The ear pads, as mentioned in other reviews, have small openings and while I don’t have very large ears, the ear pad openings do press on either the top or the bottom of my ear depending on how I position them. This is in contrast to the Bose QC35s which have a large opening that fit my ears comfortably without touching. Despite this issue, the ear pads on the Sennheisers are soft and the headsets light enough to make them comfortable. However, I find myself having to tweak the fit ever time I use them. The comfort tolerance is so tight that you have to really fuss with the fit to get them where you can wear them for hours without some discomfort. It’s possible to find the sweet spot, but you need narrow ears, a narrow head, and a bunch of finicky trials to make them fit nicely comfy. There is a noticeable amount of ear pressure after wearing these for over an hour so they’re not the most comfortable headphones you can find. I wish Sennheiser would have made the ear openings bigger because the suppleness of the ear pads is great. There is minimal padding in the headband which will apply pressure to the crown of your head after about an hour of wearing these. In summary, larger ear pad openings and a more heavily padded headband cushion would make these extremely comfortable. As designed, they’re not.

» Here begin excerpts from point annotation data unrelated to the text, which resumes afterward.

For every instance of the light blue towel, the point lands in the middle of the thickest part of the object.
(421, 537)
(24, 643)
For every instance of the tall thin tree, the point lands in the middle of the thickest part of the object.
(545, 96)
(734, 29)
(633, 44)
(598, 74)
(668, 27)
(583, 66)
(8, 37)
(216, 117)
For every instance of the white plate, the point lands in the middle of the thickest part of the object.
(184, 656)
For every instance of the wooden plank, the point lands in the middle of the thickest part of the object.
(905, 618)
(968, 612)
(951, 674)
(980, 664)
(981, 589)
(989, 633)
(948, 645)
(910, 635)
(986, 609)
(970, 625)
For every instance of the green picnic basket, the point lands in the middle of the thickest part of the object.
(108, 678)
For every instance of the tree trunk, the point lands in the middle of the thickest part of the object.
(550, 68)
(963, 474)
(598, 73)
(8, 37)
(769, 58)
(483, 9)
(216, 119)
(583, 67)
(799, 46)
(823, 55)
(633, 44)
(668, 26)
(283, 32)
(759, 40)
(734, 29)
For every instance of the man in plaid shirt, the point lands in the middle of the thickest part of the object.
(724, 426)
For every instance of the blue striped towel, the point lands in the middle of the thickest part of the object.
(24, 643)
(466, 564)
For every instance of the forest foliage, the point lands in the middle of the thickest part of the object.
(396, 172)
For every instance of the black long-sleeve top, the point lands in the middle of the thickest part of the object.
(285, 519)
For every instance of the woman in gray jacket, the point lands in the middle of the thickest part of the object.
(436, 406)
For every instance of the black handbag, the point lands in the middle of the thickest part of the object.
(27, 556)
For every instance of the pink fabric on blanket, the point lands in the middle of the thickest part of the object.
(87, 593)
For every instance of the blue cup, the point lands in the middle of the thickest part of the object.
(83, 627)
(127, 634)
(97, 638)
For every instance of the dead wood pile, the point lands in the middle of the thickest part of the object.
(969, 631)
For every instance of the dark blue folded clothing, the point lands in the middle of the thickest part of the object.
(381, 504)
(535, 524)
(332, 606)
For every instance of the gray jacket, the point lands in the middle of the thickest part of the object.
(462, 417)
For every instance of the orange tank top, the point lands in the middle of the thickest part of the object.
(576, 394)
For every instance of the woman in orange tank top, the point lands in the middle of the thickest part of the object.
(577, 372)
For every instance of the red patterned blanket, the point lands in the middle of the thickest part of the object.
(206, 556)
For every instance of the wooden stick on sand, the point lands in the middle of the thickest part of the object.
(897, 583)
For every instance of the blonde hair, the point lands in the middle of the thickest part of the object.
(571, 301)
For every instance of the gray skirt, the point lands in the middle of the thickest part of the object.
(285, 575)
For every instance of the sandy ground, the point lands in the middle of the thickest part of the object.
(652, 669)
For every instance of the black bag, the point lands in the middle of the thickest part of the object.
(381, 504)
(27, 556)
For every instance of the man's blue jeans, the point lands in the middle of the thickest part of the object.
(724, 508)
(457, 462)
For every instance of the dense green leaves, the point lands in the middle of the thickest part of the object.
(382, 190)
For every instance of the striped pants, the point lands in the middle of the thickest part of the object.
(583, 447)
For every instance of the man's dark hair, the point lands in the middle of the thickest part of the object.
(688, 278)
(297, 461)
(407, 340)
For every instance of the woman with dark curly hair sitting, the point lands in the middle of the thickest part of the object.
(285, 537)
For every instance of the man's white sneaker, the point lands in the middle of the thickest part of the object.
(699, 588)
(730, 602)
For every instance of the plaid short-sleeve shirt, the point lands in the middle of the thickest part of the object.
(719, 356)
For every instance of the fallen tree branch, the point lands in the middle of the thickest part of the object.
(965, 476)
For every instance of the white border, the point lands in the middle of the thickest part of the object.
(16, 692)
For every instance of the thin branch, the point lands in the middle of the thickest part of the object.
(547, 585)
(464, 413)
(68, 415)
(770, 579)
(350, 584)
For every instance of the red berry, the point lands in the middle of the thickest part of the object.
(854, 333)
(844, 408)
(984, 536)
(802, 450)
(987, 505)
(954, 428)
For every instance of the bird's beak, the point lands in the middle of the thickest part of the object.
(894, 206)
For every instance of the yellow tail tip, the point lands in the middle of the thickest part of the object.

The LED light on these does not illuminate when the headphones are on. While I thought this would be a bonus, especially when using them in a dark room, believe it or not, I miss a flashing or glowing LED. Glowing LED lights help let you know if a device is on, which may help you avoid unnecessary battery drain. With the HD 4.40s you’ll have to either look at your device to confirm whether they’re on or not, or you’ll have to simply try to play audio through them to test if they’re on.
One last little disappointment is the 2.5 to 3.5 mm headphone cable. I have a few standard 3.5mm cables lying around and would like to keep those in different places for convenient use with my headphones. One in the computer bag, one at the office, one at home, etc. Unfortunately, you need a special cable with the HD 4.40BTs.
If you’re looking for a good pair of headphones that sound great, have decent comfort, prevent sound leakage for using them in work environments, and have adequate voice call quality the Sennheiser HD 4.40BT may give you everything you want. Overall, feature and sound-wise these headphones top the Bose QC35, Sony MDR-1000X, Sony 950BT, the Plantronics Backbeat Pro 2, and the Skullcandy Crushers. While they’re not perfect, they do have some solid performance in the features they offer.